BLOOMINGTON, Ind. (AP) - More than nine years ago, Indiana University professor Dennis Conway had prepared a class to visit the “rich, old island” of Cuba.
The U.S. government, holding to its embargo of the country, made it impossible to follow through. Any stay would have to last at least 10 weeks, officials said; anything shorter, not a “legitimate” educational exchange, would be an unwanted boost to the Cuban national economy.
This summer, however, one of Conway’s pupils may follow through. Frank Marshalek, a doctoral candidate in IU’s department of geography, has organized a two-week excursion to Bloomington’s “sister city” of Santa Clara as part of a six-week summer course titled “Issues in Latin America, the Caribbean and Contemporary Cuba.”
After President George W. Bush’s tightening of regulations on travel to Cuba, the easing of those restrictions under President Barack Obama has allowed IU to plan a trip to Santa Clara as part of the itinerary - if enough students sign up for the class with the Office of Overseas Study. The deadline, Marshalek told The Herald-Times (https://bit.ly/1eprmYX ), is supposed to be Monday, but he could ask for an extension.
After all, after almost a decade of waiting for the first Bloomington-based course to travel to Cuba, Marshalek is hoping the exotic locale will be attractive to students.
“It’s a Cold War relic, this animosity,” Marshalek said.
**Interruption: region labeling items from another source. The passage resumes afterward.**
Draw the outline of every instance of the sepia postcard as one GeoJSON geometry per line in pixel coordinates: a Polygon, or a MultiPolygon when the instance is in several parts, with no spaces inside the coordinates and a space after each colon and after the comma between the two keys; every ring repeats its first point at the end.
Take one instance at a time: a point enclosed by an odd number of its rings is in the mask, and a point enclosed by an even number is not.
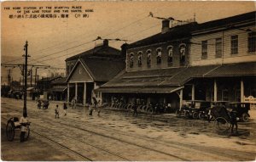
{"type": "Polygon", "coordinates": [[[253,161],[253,1],[1,3],[3,161],[253,161]]]}

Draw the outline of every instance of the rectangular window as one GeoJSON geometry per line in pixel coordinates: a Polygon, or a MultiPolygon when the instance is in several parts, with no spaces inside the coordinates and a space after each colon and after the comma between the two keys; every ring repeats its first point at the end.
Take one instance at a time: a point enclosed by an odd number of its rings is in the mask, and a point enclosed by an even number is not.
{"type": "Polygon", "coordinates": [[[222,38],[217,38],[215,40],[215,57],[221,58],[222,56],[222,38]]]}
{"type": "Polygon", "coordinates": [[[248,52],[256,51],[256,32],[248,33],[248,52]]]}
{"type": "Polygon", "coordinates": [[[241,91],[240,90],[236,91],[236,101],[241,102],[241,91]]]}
{"type": "Polygon", "coordinates": [[[230,51],[231,54],[237,54],[238,53],[238,36],[231,36],[230,37],[230,51]]]}
{"type": "Polygon", "coordinates": [[[205,59],[207,58],[207,41],[201,42],[201,59],[205,59]]]}
{"type": "Polygon", "coordinates": [[[222,101],[229,101],[229,91],[227,89],[222,90],[222,101]]]}

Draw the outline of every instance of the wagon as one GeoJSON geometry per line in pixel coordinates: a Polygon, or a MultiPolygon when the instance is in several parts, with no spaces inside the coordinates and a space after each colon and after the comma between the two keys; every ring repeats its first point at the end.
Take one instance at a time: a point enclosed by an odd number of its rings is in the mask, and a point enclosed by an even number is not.
{"type": "Polygon", "coordinates": [[[231,117],[225,105],[217,103],[211,109],[211,115],[214,118],[214,127],[218,131],[226,131],[231,127],[231,117]]]}
{"type": "MultiPolygon", "coordinates": [[[[25,134],[25,140],[27,140],[29,137],[30,133],[30,122],[27,123],[22,123],[22,125],[25,125],[26,126],[26,131],[25,134]]],[[[21,129],[21,124],[19,121],[18,117],[12,117],[10,118],[6,124],[6,137],[8,141],[13,141],[15,136],[16,131],[19,131],[21,129]]]]}
{"type": "Polygon", "coordinates": [[[43,102],[43,109],[48,109],[48,106],[49,105],[49,103],[48,100],[42,100],[43,102]]]}
{"type": "Polygon", "coordinates": [[[240,102],[233,102],[227,103],[226,108],[231,109],[237,112],[237,117],[242,121],[249,120],[249,110],[250,110],[250,103],[240,103],[240,102]]]}

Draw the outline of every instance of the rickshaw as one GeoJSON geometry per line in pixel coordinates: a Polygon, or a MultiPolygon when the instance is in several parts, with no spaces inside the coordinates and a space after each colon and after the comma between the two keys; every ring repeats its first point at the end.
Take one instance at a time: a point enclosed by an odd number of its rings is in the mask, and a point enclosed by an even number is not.
{"type": "Polygon", "coordinates": [[[188,103],[187,101],[183,101],[182,107],[176,110],[176,113],[175,113],[176,116],[177,117],[181,117],[181,116],[189,117],[188,116],[189,114],[186,113],[186,112],[189,111],[190,104],[191,104],[191,103],[188,103]]]}
{"type": "Polygon", "coordinates": [[[217,103],[211,109],[211,115],[214,118],[214,127],[218,131],[226,131],[231,127],[231,117],[225,105],[217,103]]]}
{"type": "MultiPolygon", "coordinates": [[[[23,126],[26,126],[26,131],[25,133],[25,140],[27,140],[30,133],[30,122],[22,123],[23,126]]],[[[15,131],[21,129],[21,124],[19,121],[18,117],[10,118],[6,124],[6,137],[8,141],[14,141],[15,131]]]]}
{"type": "Polygon", "coordinates": [[[196,120],[199,118],[202,119],[203,116],[201,112],[206,111],[207,109],[210,108],[211,103],[203,100],[192,100],[189,101],[190,104],[187,110],[185,110],[185,117],[192,117],[193,119],[196,120]]]}
{"type": "Polygon", "coordinates": [[[43,109],[47,109],[49,105],[49,102],[48,100],[42,100],[43,102],[43,109]]]}
{"type": "Polygon", "coordinates": [[[240,103],[240,102],[233,102],[227,103],[226,108],[231,109],[237,112],[237,117],[245,122],[249,120],[249,110],[250,110],[250,103],[240,103]]]}

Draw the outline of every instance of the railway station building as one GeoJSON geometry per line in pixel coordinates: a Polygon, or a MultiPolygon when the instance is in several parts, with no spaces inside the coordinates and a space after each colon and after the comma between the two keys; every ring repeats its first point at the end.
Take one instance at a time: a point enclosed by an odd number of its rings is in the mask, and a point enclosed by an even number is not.
{"type": "Polygon", "coordinates": [[[96,91],[103,100],[180,108],[184,100],[256,98],[255,12],[190,21],[129,44],[125,70],[96,91]]]}
{"type": "MultiPolygon", "coordinates": [[[[124,52],[123,52],[124,53],[124,52]]],[[[85,105],[92,97],[102,99],[101,92],[94,89],[113,79],[125,67],[125,54],[108,46],[108,41],[92,49],[66,59],[67,97],[74,98],[78,103],[85,105]]]]}

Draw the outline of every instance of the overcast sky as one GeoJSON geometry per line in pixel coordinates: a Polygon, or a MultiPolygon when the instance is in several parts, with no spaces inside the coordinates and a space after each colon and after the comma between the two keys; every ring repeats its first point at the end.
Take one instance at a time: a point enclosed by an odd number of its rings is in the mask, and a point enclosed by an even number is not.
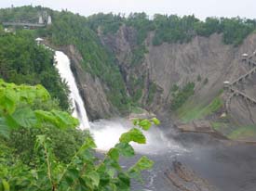
{"type": "Polygon", "coordinates": [[[68,9],[88,16],[98,12],[146,12],[256,19],[256,0],[0,0],[1,7],[41,5],[53,9],[68,9]]]}

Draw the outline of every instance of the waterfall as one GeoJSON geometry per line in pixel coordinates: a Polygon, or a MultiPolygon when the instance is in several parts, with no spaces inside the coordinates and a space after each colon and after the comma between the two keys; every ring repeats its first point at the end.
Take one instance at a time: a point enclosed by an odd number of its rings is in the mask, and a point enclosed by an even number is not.
{"type": "Polygon", "coordinates": [[[61,51],[56,51],[54,59],[56,61],[55,67],[59,70],[61,78],[64,80],[69,87],[70,95],[69,98],[72,102],[72,106],[74,108],[73,116],[77,118],[80,121],[80,129],[89,129],[88,119],[83,99],[79,94],[74,77],[70,68],[70,59],[69,57],[61,51]]]}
IU has organized trips to Cuba through Indiana University-Purdue University Indianapolis since the early 2000s, with professor Tim Brothers at the helm, but those trips were halted once Bush added restrictions, according to Kathleen Sideli, associate vice president for overseas study. Brothers restarted his trips to Cuba with geography students in 2011, Sideli said.
Marshalek’s class would have added meaning because of Bloomington’s connection with Santa Clara, which Bloomington has regarded as a “sister city” since 1999. Marshalek and others have been able to visit as individuals, but not with a class. His syllabus for the course plans for three weeks in Bloomington, learning about the country’s period of colonialism, Che Guevara and more, before heading to Santa Clara and eventually Havana.
Conway sees this as a step in the right direction. He reflects on the embargo between the two countries and what it meant for him when he tried to buy a box of Cuba’s famous cigars. Restrictions by the U.S. didn’t do much to limit the availability of his favorite brand.
He could find the same Cuban cigar he enjoyed at the duty free shop in an airport in Barbados in America; there, the cigar’s yellow package said it was from Cuba. Once, Conway said, he found what he imagines is the same cigar, still yellow, but the packaging said it was from Canada.
America’s neighbor to the north doesn’t have the same restrictions on trade.
“The whole idea of keeping a Cold War ’state of war’ between two civilized countries is a laughing stock,” Conway said. “It’s sort of wilting away.”